Ghirah berorganisasi semakin hari kian menipis diikuti menipisnya energi yang ada dalam nurani. Ah, ingin sekali aku memperbaiki diri. Setelah ujian selesai, aku buru2 pulang ke Tangerang untuk sekedar menjernihkan pikiran dari drama semester tiga yang baru saja usai. Akan tetapi, ternyata drama yang dimainkan dalam semester tiga ini tidak hanya terdiri dari satu babak, tapi berbabak-babak. Tidak berselang lama setelah aku pulang kampung, dimulailah babak baru drama semester tiga, tepat dua hari setelah kepulanganku.

Senja itu aku dihubungi oleh Ketua Majelis Musyawarah Keluarga Muslim Psikologi. Ia menanyakan kesediaanku untuk menjadi calon Ketua KMP periode 2010. Subhanallah…memangnya apa yang telah kulakukan sehingga aku sampai diajukan menjadi salah satu calon? Aku lagi2 menolak tawaran amanah yang datang, dan aku sangat menyadari posisiku dalam penolakan itu (saya minta maaf kepada Mas Totok dan peserta forum Musyawarah Anggota, kemarin saat proses pelobian, teleponnya terputus karena baterai hp saya habis, tanpa sengaja saya memutuskan pembicaraan. Saya juga minta maaf hanya bisa membersamai teman2 dalam forum Musyang di hari pertama – itupun saya datang di tengah2 acara. Sekali lagi saya mohon maaf.).

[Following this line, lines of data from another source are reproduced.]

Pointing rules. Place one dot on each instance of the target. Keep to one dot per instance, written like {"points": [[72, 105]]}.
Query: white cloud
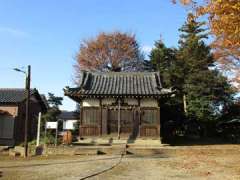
{"points": [[14, 32]]}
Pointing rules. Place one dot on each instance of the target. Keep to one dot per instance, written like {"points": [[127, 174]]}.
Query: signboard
{"points": [[69, 124], [51, 125]]}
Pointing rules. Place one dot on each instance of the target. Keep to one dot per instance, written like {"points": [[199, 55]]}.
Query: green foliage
{"points": [[191, 69], [54, 101]]}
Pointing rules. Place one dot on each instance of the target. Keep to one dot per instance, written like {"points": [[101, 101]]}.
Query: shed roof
{"points": [[17, 95], [118, 84], [68, 115]]}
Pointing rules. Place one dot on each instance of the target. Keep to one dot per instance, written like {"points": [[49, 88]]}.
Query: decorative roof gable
{"points": [[119, 84]]}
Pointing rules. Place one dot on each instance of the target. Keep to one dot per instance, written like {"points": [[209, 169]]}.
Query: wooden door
{"points": [[126, 121]]}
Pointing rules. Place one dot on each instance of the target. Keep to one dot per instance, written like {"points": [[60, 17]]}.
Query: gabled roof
{"points": [[118, 84], [68, 115], [18, 95]]}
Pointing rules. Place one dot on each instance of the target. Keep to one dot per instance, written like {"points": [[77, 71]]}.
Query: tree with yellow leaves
{"points": [[224, 23]]}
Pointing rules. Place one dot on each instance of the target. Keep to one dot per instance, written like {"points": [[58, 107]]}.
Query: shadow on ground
{"points": [[193, 141]]}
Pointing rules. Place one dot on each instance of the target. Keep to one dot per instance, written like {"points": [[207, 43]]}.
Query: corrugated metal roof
{"points": [[13, 95]]}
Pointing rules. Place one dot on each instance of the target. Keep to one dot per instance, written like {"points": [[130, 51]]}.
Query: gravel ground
{"points": [[192, 162]]}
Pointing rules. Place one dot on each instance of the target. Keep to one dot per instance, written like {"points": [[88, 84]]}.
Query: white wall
{"points": [[131, 101], [148, 103], [143, 102], [108, 101], [91, 103]]}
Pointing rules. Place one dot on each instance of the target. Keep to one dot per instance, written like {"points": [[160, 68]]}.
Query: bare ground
{"points": [[186, 162]]}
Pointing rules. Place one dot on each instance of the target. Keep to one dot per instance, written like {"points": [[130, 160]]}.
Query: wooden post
{"points": [[56, 136], [45, 134], [184, 104], [119, 118], [101, 121], [139, 118], [81, 118], [39, 127]]}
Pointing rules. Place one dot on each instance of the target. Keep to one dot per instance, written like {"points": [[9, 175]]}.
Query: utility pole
{"points": [[119, 118], [28, 81], [39, 128], [184, 104], [27, 89]]}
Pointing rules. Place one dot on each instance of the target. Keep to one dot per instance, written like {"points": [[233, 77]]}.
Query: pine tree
{"points": [[206, 89]]}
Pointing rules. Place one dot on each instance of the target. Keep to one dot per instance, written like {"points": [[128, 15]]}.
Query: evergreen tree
{"points": [[163, 59], [206, 89], [191, 70]]}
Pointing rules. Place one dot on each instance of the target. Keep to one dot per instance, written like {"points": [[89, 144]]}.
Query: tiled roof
{"points": [[68, 115], [13, 95], [119, 84]]}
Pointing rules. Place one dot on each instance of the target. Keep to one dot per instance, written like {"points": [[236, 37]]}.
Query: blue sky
{"points": [[46, 34]]}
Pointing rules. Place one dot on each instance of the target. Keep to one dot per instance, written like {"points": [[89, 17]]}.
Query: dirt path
{"points": [[208, 162]]}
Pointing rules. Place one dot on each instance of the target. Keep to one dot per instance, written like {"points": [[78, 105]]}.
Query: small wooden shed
{"points": [[12, 114]]}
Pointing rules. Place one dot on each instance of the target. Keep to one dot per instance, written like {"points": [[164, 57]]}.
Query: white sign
{"points": [[69, 124], [51, 125]]}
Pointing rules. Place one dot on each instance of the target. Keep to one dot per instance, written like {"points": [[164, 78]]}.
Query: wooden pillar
{"points": [[101, 114], [139, 118], [119, 117], [184, 104], [81, 118]]}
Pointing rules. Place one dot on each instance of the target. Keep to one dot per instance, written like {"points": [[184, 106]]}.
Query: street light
{"points": [[28, 81]]}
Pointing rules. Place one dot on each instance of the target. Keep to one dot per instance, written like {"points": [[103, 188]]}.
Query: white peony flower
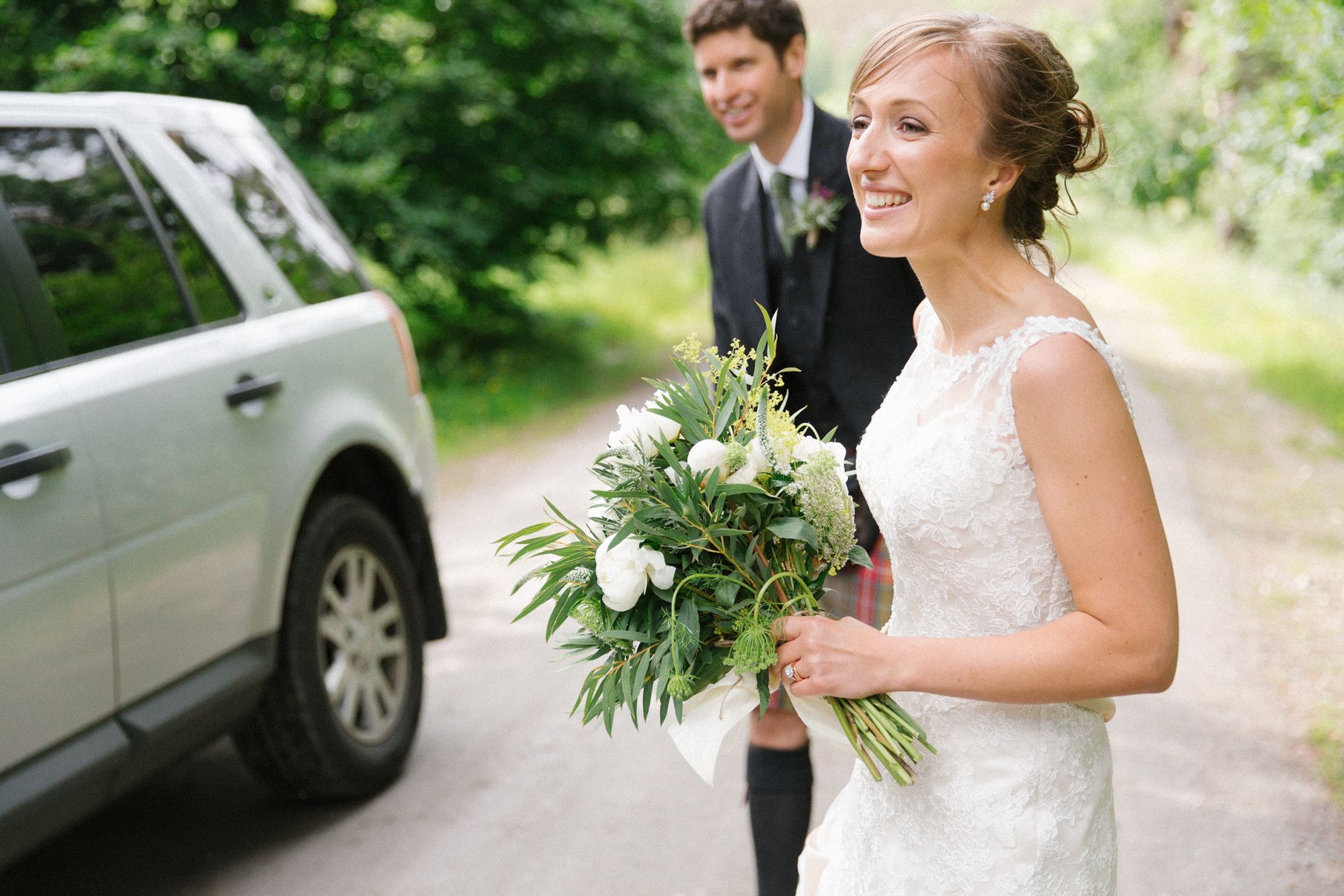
{"points": [[624, 573], [709, 455], [640, 428]]}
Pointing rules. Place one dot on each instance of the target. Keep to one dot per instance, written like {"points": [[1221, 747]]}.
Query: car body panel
{"points": [[142, 586], [57, 672]]}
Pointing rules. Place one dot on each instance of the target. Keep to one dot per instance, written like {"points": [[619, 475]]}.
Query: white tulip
{"points": [[624, 573], [640, 428], [709, 455]]}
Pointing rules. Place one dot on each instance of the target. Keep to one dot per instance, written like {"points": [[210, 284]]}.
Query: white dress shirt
{"points": [[795, 162]]}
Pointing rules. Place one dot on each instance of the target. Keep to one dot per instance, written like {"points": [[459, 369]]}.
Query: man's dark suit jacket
{"points": [[843, 316]]}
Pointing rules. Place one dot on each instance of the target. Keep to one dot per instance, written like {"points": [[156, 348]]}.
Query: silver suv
{"points": [[216, 467]]}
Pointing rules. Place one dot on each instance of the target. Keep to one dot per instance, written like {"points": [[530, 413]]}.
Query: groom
{"points": [[843, 316]]}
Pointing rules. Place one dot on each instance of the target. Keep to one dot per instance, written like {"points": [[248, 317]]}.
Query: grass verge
{"points": [[1269, 484], [615, 319], [1287, 330]]}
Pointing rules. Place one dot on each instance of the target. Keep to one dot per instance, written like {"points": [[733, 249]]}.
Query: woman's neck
{"points": [[978, 292]]}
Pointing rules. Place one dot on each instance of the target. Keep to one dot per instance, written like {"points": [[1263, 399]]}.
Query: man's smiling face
{"points": [[745, 85]]}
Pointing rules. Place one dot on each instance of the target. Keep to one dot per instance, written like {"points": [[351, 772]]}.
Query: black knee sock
{"points": [[780, 797]]}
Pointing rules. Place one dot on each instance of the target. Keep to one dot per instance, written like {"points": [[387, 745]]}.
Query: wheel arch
{"points": [[368, 472]]}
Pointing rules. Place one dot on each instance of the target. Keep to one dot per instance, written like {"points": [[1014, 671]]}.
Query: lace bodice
{"points": [[951, 488], [1018, 801]]}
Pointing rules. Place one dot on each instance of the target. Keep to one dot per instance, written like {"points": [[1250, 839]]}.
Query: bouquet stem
{"points": [[878, 727]]}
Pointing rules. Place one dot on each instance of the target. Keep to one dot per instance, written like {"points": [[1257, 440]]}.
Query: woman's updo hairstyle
{"points": [[1033, 116]]}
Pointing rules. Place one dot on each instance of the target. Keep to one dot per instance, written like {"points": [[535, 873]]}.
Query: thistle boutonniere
{"points": [[818, 213]]}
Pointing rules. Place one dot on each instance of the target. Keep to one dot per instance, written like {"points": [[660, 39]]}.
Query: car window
{"points": [[271, 199], [93, 245], [216, 299]]}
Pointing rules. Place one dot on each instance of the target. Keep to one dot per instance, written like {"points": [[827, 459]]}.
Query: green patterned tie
{"points": [[783, 198]]}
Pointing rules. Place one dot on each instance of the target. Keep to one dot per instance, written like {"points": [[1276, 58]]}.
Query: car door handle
{"points": [[19, 463], [251, 389]]}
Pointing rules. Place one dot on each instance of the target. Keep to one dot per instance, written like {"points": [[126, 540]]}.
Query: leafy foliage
{"points": [[1232, 109], [751, 523], [456, 143]]}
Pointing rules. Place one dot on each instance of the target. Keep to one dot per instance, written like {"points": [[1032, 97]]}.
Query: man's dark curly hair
{"points": [[775, 22]]}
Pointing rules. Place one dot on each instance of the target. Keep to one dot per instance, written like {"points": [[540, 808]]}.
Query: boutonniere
{"points": [[818, 213]]}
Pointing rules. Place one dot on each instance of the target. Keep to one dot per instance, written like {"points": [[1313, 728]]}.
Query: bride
{"points": [[1032, 568]]}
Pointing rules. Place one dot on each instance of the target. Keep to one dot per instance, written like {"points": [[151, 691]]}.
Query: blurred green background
{"points": [[523, 178], [523, 175]]}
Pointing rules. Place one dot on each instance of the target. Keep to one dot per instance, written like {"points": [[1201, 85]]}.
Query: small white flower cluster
{"points": [[624, 573], [827, 506], [810, 447], [737, 464]]}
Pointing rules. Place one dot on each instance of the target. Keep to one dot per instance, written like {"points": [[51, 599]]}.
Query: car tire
{"points": [[338, 636]]}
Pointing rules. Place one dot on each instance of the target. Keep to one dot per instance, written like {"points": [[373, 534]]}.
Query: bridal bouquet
{"points": [[718, 515]]}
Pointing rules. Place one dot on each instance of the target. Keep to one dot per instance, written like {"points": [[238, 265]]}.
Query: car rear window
{"points": [[214, 298], [248, 174], [91, 238]]}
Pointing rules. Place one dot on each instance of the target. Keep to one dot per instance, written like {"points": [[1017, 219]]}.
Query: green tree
{"points": [[458, 143], [1233, 109]]}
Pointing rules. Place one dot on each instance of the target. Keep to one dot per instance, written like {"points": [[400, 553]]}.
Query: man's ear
{"points": [[795, 57]]}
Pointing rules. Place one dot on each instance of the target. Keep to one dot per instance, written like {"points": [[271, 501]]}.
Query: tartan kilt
{"points": [[864, 594]]}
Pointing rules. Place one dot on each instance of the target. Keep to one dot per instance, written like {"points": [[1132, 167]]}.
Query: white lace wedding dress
{"points": [[1018, 801]]}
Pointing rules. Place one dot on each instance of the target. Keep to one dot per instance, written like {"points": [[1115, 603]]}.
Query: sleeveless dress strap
{"points": [[1038, 328]]}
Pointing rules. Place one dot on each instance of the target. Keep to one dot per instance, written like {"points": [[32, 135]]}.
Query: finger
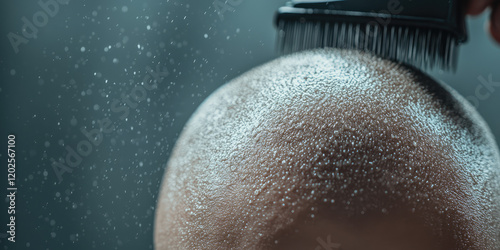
{"points": [[476, 7], [494, 24]]}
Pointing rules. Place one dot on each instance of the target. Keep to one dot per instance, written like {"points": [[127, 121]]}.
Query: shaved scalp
{"points": [[332, 147]]}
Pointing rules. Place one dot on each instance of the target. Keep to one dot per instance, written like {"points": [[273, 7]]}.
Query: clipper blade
{"points": [[422, 48]]}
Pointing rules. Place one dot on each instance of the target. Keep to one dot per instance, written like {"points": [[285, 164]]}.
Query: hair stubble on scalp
{"points": [[329, 135]]}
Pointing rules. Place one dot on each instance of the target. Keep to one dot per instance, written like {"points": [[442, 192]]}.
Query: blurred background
{"points": [[74, 68]]}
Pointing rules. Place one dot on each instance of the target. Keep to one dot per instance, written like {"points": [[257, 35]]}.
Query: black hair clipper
{"points": [[421, 33]]}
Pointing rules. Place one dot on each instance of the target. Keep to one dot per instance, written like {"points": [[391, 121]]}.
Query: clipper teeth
{"points": [[420, 47]]}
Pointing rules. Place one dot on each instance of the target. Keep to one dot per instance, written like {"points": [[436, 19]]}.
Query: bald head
{"points": [[332, 149]]}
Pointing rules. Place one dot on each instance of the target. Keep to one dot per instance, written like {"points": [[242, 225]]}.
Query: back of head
{"points": [[332, 144]]}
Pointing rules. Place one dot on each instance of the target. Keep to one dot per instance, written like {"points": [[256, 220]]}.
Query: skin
{"points": [[331, 149], [476, 7]]}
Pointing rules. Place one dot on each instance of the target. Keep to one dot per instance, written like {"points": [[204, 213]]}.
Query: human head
{"points": [[332, 145]]}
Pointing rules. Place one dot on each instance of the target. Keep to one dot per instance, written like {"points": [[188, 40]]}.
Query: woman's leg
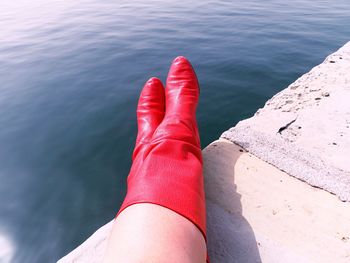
{"points": [[148, 233]]}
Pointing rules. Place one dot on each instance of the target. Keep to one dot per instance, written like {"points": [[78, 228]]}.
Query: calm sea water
{"points": [[70, 75]]}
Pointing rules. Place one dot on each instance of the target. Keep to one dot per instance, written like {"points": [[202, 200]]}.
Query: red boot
{"points": [[167, 159]]}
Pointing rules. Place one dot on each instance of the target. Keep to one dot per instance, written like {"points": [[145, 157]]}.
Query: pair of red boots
{"points": [[167, 159]]}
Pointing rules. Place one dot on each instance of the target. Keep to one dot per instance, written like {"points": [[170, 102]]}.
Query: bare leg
{"points": [[148, 233], [162, 218]]}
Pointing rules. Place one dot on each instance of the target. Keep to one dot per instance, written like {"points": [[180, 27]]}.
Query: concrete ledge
{"points": [[305, 129], [257, 212]]}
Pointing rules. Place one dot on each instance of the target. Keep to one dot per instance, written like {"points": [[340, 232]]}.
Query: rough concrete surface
{"points": [[305, 129], [257, 213]]}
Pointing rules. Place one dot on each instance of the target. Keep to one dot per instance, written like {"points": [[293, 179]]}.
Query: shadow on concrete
{"points": [[230, 237]]}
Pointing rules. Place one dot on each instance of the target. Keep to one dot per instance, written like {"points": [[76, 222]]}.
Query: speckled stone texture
{"points": [[304, 130]]}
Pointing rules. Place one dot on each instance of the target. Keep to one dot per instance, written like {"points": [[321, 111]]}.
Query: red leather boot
{"points": [[167, 159]]}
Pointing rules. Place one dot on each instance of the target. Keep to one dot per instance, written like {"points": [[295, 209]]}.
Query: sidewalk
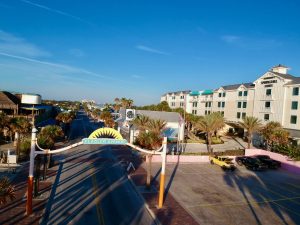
{"points": [[172, 212], [14, 212]]}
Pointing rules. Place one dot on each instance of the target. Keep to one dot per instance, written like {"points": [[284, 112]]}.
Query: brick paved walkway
{"points": [[14, 212], [172, 212]]}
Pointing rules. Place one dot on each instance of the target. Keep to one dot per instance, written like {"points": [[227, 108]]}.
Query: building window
{"points": [[268, 92], [293, 119], [294, 105], [266, 117], [296, 91]]}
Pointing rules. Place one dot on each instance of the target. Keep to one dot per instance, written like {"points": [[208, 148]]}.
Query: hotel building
{"points": [[274, 96]]}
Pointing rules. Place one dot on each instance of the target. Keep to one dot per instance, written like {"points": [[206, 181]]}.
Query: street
{"points": [[91, 187]]}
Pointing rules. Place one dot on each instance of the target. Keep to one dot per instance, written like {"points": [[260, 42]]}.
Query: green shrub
{"points": [[25, 145], [233, 152], [45, 142]]}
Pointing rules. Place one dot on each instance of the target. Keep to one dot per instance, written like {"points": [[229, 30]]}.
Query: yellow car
{"points": [[224, 162]]}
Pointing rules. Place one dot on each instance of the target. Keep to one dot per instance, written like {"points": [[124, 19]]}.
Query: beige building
{"points": [[274, 96], [176, 99]]}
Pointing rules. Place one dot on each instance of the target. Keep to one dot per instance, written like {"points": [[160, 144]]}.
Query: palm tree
{"points": [[251, 124], [6, 190], [141, 121], [156, 126], [20, 126], [52, 132], [124, 102], [3, 122], [150, 138], [274, 133], [210, 124]]}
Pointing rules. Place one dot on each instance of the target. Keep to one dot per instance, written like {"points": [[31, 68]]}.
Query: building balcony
{"points": [[266, 109], [268, 97]]}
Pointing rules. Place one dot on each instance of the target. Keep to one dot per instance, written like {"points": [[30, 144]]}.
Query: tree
{"points": [[4, 122], [252, 125], [6, 190], [209, 124], [141, 121], [20, 126], [66, 118], [150, 138], [274, 134]]}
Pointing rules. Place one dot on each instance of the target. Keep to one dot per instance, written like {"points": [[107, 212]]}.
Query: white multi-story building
{"points": [[274, 96], [176, 99]]}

Belum lekang ‘kejutan’ penawaran itu, di hari berikutnya aku kembali dikejutkan oleh sepasang tawaran amanah di dua lembaga berbeda. Tawaran yang pertama datang adalah dari IPLF (Islamic Psychology Learning Forum). Direktur IPLF yang baru, yang juga berperan sebagai Ketua Dewan Formaturnya, menawariku menjadi kepala divisi Public Relation IPLF. Sebuah tawaran yang lagi2 mengagetkan. Aku lagi2 bertanya, khususnya pada diriku sendiri, apa yang sebenarnya telah dilakukan diri ini sehingga mendapatkan tawaran menjadi seorang PR? Astaghfirullahhal’adzim.

Aku belum bisa memberi keputusan perihal penawaran itu. Aku minta diberikan waktu kepada beliau untuk memikirkan keputusannya. Alhamdulillah beliau mengizinkan dan aku berjanji selambat2nya hari Sabtu akan kukabari. Pasangan dari kejutan itu adalah kejutan yang datang dari seorang kakak angkatan di Psikologi. Malam hari itu, beliau meng-sms ku. Awalnya beliau hanya mengkonfirmasi kepergianku dari Lembaga Mahasiswa Psikologi, apakah benar2 keluar atau sekedar isu. Setelah aku mengiyakan bahwaa aku keluar, dan setelah beliau memberikan “wejangan” (terima kasih atas nasihatnya, sungguh) aku lagi2 mendapatkan tawaran amanah menjadi Deputi Kementrian Internal BEM KM UGM. Masya Allah. Hari itu aku benar2 seperti orang tersesat. Tidak tahu arah dan kebingungan atas semua “takdir” ini. Aku pun meminta diberikan waktu sampai hari Sabtu untuk memikirkan.

“Aku berlindung pada-Mu Ya Allah dari tipu daya syetan yang menjerumuskan”

Fyuuuh… Teman, mungkin kata2 “kejutan” telah banyak mewarnai kehidupan kita yang hitam putih. Pelangi selalu indah karena beragam warnanya. Kupu2 nampak elok karena warna-warni yang menghiasi tubuhnya. Akan tetapi, banyaknya warna yang kini dihadapkan padaku membuatku sulit menentukan warna apa yang harus kupilih untuk menghiasi episode2 kehidupanku mendatang. Teman, tubuh ini begitu kecilnya hingga seringkali ragu menerima amanah yang besar. :Pikiran ini begitu sempitnya, hingga luasnya amanah tak jarang membuatku gusar. Dan mata ini begitu kaburnya, hingga terangnya sudut2 pemikiran lain seringkali pudar.

Teman, detik demi detik yang biasa kulewati kini menjadi tidak biasa karena detik2 ini akan menghantarkanku pada keputusan yang sudah ditunggu. Keputusan itu pun akan menjadi pendamping aktivitasku selama beberapa waktu. Teman, detik2 yang mengguncang ini tidak bisa dilewati dengan kontemplasiku seorang diri. Aku menyadari kerapuhanku dan aku sangat berharap kita bisa berbagi. Mudah2an dapat dimengerti.